The Orthodontic Centre (Reading) Ltd is in Reading and provides NHS and private orthodontic dental care and treatment for adults and children.

There is step free access (via a portable ramp) to the practice for people who use wheelchairs and those with pushchairs.
Car parking for disabled people is available near the practice.

The practice has made reasonable adjustments to support patients’ access requirements.

The dental team includes 2 specialist orthodontist, 3 dentist with specialist interest (DWSI), 5 orthodontic therapists, 7 dental nurses, 3 reception staff, 1 practice manager, 3 treatment coordinators and 1 administrator.

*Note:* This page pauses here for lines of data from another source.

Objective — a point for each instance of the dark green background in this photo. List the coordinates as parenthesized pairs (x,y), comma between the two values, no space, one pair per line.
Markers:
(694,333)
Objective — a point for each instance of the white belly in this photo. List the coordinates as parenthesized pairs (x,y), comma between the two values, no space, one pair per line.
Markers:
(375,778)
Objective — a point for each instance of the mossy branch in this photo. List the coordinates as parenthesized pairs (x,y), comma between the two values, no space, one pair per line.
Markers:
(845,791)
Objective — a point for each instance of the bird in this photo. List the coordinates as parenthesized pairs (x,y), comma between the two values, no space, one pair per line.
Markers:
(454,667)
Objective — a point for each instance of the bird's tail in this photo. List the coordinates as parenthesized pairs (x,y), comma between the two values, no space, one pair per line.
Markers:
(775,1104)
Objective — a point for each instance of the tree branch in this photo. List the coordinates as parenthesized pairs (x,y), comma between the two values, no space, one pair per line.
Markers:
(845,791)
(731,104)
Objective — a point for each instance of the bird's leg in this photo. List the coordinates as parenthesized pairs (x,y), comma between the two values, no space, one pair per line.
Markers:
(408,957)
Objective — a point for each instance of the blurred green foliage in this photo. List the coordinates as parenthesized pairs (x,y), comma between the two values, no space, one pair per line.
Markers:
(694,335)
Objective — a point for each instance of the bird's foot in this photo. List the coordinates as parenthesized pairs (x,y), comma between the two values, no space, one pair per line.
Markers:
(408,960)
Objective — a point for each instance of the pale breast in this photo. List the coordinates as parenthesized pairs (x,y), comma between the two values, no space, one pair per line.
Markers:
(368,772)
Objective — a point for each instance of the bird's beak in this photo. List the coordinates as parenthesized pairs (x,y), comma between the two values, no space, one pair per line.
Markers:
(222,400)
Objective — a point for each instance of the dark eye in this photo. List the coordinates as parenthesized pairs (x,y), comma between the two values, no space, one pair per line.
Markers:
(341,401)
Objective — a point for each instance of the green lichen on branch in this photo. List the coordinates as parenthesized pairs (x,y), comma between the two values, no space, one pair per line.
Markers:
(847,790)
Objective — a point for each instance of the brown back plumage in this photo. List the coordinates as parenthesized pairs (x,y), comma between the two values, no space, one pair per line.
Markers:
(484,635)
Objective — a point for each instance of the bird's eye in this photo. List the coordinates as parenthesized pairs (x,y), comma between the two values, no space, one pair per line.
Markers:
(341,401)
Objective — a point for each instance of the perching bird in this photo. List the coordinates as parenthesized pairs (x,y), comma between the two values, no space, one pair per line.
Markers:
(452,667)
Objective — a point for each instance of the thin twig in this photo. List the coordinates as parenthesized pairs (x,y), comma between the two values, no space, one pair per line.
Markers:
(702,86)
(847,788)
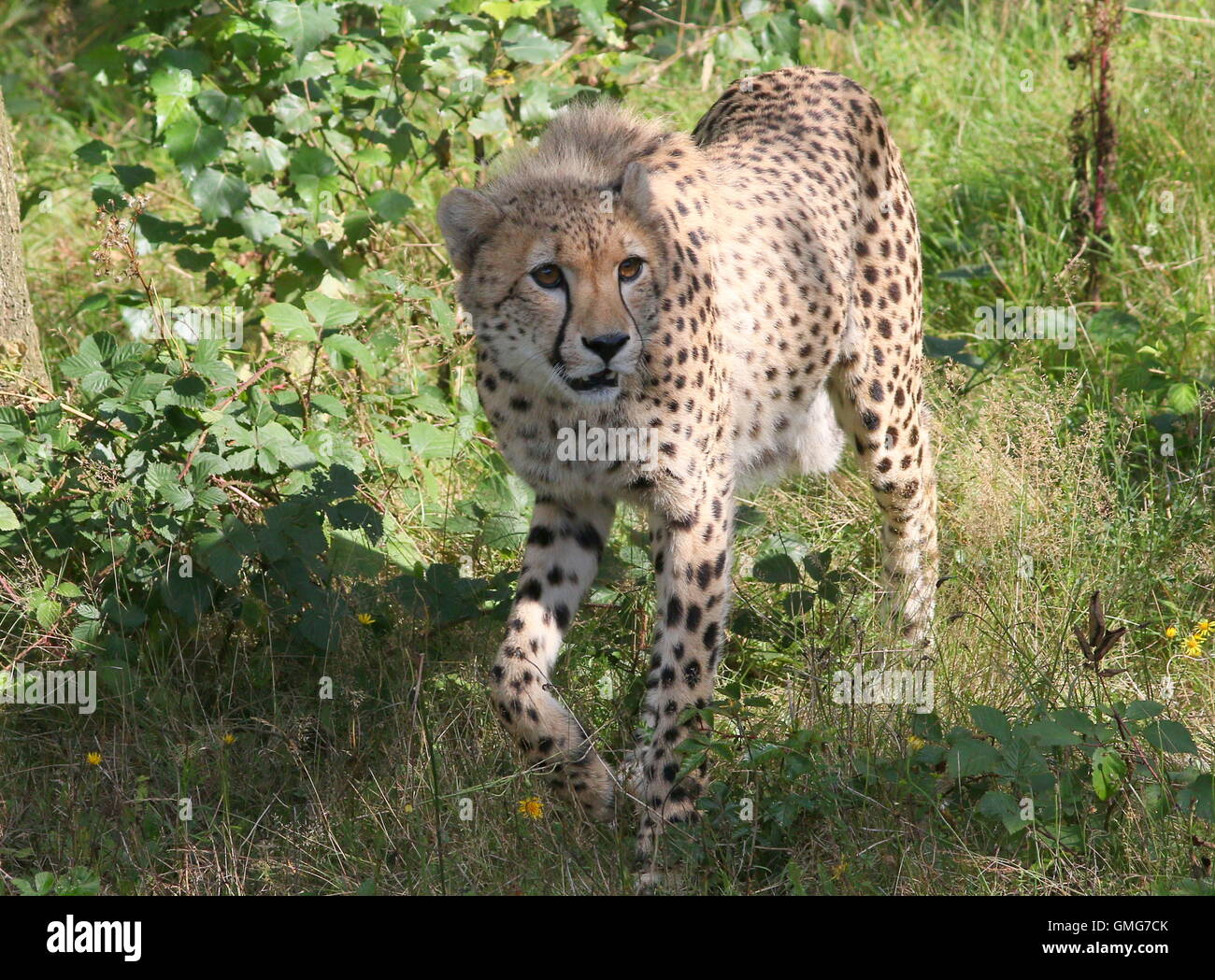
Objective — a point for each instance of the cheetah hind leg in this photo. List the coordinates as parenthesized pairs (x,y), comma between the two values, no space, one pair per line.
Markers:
(822,440)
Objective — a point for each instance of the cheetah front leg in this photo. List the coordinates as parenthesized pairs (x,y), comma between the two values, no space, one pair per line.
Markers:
(559,563)
(692,560)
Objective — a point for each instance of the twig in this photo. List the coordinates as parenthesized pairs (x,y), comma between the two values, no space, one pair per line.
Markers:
(220,407)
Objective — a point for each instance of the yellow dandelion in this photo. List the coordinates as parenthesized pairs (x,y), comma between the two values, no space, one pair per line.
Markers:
(533,806)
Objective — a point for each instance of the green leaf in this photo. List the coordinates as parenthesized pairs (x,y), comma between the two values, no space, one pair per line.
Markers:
(218,194)
(505,10)
(348,348)
(1138,711)
(1182,399)
(430,442)
(1046,733)
(303,25)
(390,206)
(780,568)
(193,145)
(970,757)
(295,114)
(291,322)
(1108,769)
(1170,736)
(525,43)
(329,312)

The practice has 8 treatment areas.

During the inspection we spoke with 1 orthodontist, 1 orthodontic therapist, 3 dental nurses, 2 receptionists, 1 treatment coordinator and the practice manager.

We looked at practice policies, procedures and other records to assess how the service is managed.

The practice is open:

  • 8.00am to 4.30pm Monday
  • 8.15am to 7.00pm Tuesday and Thursday
  • 8.15am to 5.30pm Wednesday
  • 7.45am to 4.15pm Friday
  • 8.15am to 1.00pm One Saturday per month

We identified regulations the provider was not complying with. They must:

  • Establish effective systems and processes to ensure good governance in accordance with the fundamental standards of care.

Full details of the regulation the provider was not meeting is at the end of this report.

There were areas where the provider could make improvements. They should:

  • Improve the practice's systems for assessing, monitoring and mitigating the various risks arising from the undertaking of the regulated activities. In particular, ensure x-ray equipment and emergency medicines and equipment are monitored when not being used.